Not only the model-building process, but also the model-analysis process could use a deeper exploration. First, the possibility of implementing umap should be explored. Based on initial comparisons, the clarity of the clusters does not seem to be very different from the t-sne output, but the shapes are different and their relative distances are supposed to be interpretable. In addition, hdbscan clustering with $$minPts = 8$$ replicates the visually identified patterns quite well, but it is not always clear when tokens are excluded as noise or how distinctive the clusters have to be to split. That said, switching to umap, other perplexity values for t-sne and/or other $$minPts$$ values for hdbscan may void the warranty on the classifications and descriptions offered in this dissertation.

## 8.4 Summing up

Distributional semantics addresses an issue for descriptive linguists who would like to use corpus methods for semantic analysis. Such a linguist would be eager to exploit the increasingly large available corpora but tired of manually annotating hundreds of concordances with sense tags that might not even be that appropriate52. Distributional models, on the other hand, present themselves as a scalable, automatic approach that can process large amounts of textual data and extract patterns with semantic correlates. They constitute an irresistible asset for empirical approaches aiming to maximize the automation of the most laborious, quantitative tasks and give the researcher more energy and time for the creative and hermeneutic aspects of research. This dissertation was written for such a linguist, and it has good news and bad news.

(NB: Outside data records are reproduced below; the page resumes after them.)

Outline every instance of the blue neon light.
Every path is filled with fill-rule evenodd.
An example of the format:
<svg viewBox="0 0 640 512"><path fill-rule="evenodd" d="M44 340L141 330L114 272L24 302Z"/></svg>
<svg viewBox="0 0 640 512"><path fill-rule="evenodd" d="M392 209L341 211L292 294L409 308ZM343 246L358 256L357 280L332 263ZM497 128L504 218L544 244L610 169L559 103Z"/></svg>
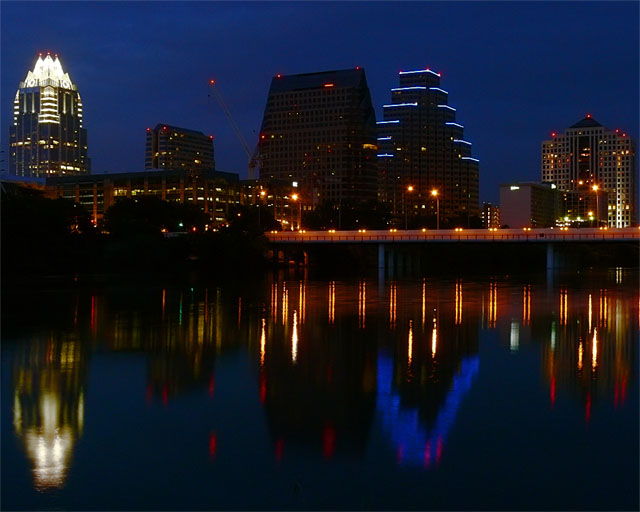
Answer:
<svg viewBox="0 0 640 512"><path fill-rule="evenodd" d="M411 75L413 73L431 73L432 75L440 76L440 73L436 73L435 71L431 71L430 69L418 69L416 71L400 71L399 75Z"/></svg>
<svg viewBox="0 0 640 512"><path fill-rule="evenodd" d="M391 103L390 105L382 105L384 108L389 107L417 107L417 103Z"/></svg>
<svg viewBox="0 0 640 512"><path fill-rule="evenodd" d="M378 354L377 410L385 433L394 448L403 447L403 464L422 465L425 449L438 441L444 443L455 422L460 405L473 385L480 369L479 356L464 358L459 372L453 377L451 388L430 431L418 418L417 407L401 407L400 394L393 389L393 356Z"/></svg>

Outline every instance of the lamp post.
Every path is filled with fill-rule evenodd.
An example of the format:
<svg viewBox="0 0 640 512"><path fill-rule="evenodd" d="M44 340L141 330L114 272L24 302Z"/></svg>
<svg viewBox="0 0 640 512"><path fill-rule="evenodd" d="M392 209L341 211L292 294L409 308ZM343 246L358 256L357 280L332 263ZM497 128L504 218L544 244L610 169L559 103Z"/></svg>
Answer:
<svg viewBox="0 0 640 512"><path fill-rule="evenodd" d="M440 229L440 197L435 188L431 191L431 195L436 198L436 229Z"/></svg>
<svg viewBox="0 0 640 512"><path fill-rule="evenodd" d="M262 200L267 193L264 190L260 191L260 199L258 200L258 226L262 226L262 221L260 220L260 210L262 210Z"/></svg>
<svg viewBox="0 0 640 512"><path fill-rule="evenodd" d="M298 194L293 194L291 199L298 203L298 230L300 230L300 224L302 224L302 201L298 197Z"/></svg>
<svg viewBox="0 0 640 512"><path fill-rule="evenodd" d="M596 193L596 226L600 227L600 201L598 198L598 185L591 187Z"/></svg>
<svg viewBox="0 0 640 512"><path fill-rule="evenodd" d="M413 185L407 187L407 192L413 192ZM407 201L405 200L405 194L402 194L402 206L404 207L404 230L409 229L409 221L407 216Z"/></svg>

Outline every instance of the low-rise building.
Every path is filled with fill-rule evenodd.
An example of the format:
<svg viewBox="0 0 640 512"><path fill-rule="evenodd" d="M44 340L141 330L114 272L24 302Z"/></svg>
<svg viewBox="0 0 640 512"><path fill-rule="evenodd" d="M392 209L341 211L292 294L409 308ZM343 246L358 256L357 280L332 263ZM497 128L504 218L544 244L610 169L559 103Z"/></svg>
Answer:
<svg viewBox="0 0 640 512"><path fill-rule="evenodd" d="M47 195L82 204L98 223L119 198L156 196L191 203L211 217L213 226L227 220L229 208L240 204L238 175L228 172L142 171L49 178Z"/></svg>
<svg viewBox="0 0 640 512"><path fill-rule="evenodd" d="M499 228L500 224L500 207L493 203L482 204L482 227L483 228Z"/></svg>
<svg viewBox="0 0 640 512"><path fill-rule="evenodd" d="M560 193L548 183L500 185L500 222L510 228L547 228L560 214Z"/></svg>

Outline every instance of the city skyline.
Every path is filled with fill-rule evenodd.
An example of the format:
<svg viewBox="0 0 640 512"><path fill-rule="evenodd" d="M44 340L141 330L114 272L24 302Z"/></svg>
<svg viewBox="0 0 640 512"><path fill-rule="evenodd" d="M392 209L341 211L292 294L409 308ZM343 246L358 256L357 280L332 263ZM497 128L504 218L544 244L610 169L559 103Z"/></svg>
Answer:
<svg viewBox="0 0 640 512"><path fill-rule="evenodd" d="M64 4L37 10L4 4L3 150L9 100L41 51L58 53L83 91L96 173L142 170L145 130L166 121L213 133L219 169L246 177L246 154L210 95L210 78L255 146L277 73L363 67L380 120L397 72L431 67L464 112L465 137L481 161L480 200L495 201L501 182L538 179L540 142L587 112L637 139L638 6L611 5L553 4L550 11L548 4L497 3L332 4L331 10L324 4L157 4L151 12L149 4L119 4L116 14L108 3L74 4L73 11ZM29 39L17 35L27 10L35 29ZM581 23L568 23L576 10ZM144 26L136 21L143 17ZM188 33L168 25L175 17ZM91 20L98 19L104 29L95 32ZM66 30L80 20L86 28ZM135 33L127 30L133 27ZM392 29L393 40L381 46L376 37ZM211 48L213 58L202 57L202 48ZM587 68L567 57L585 49ZM3 159L6 168L6 153Z"/></svg>

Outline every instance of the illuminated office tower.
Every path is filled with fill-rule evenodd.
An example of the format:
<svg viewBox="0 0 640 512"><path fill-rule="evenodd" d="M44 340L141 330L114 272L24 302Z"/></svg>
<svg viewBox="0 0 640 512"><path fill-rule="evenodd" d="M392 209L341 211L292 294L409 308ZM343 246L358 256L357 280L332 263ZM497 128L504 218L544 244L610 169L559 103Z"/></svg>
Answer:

The bad news is that, although distributional models can indeed reveal patterns and offer information that we might not obtain by other means, these are not necessarily the patterns and information we would have expected. The results from this study suggest that, if we are to use distributional semantics for descriptive analyses, we should not do so blindly. Unlike what high accuracy scores on benchmarks would suggest, there is no parameter setting that works optimally across the board, because what is relevant in the description of one lexical item might not be for another. For the same reason, different configurations of parameter settings will have different effects on each lemma, highlighting specific aspects that may be more or less interesting from a linguistic perspective. They may be senses, or they may be something else.

The good news is that a user-friendly, comprehensive visualization tool is available for the exploration of such models. Interfaces like the ones described here turn the apparent chaos of distributional models into concrete visual representations for us to examine and interrogate. Rather than despairing in the face of multiple diverse models, we can create a composite picture based on a few representative models: we embrace the complexity and thus achieve a richer, more nuanced description. These tools offer both a fluid interaction with the output of the models and a look into their backstage operations.

In sum, this dissertation illustrates why, as descriptive linguists, we shouldn’t trust distributional models blindly, but also how we can exploit them nonetheless. On the one hand, it illustrates a workflow for investigating distributional modelling itself: the same steps followed in this study can be applied to alternative implementations for a better understanding of distributional approaches. On the other hand, with both warnings and suggestions, it offers a framework and tools for future studies implementing token-level distributional models to linguistic research or, as we like to call it, linguistic cloudspotting.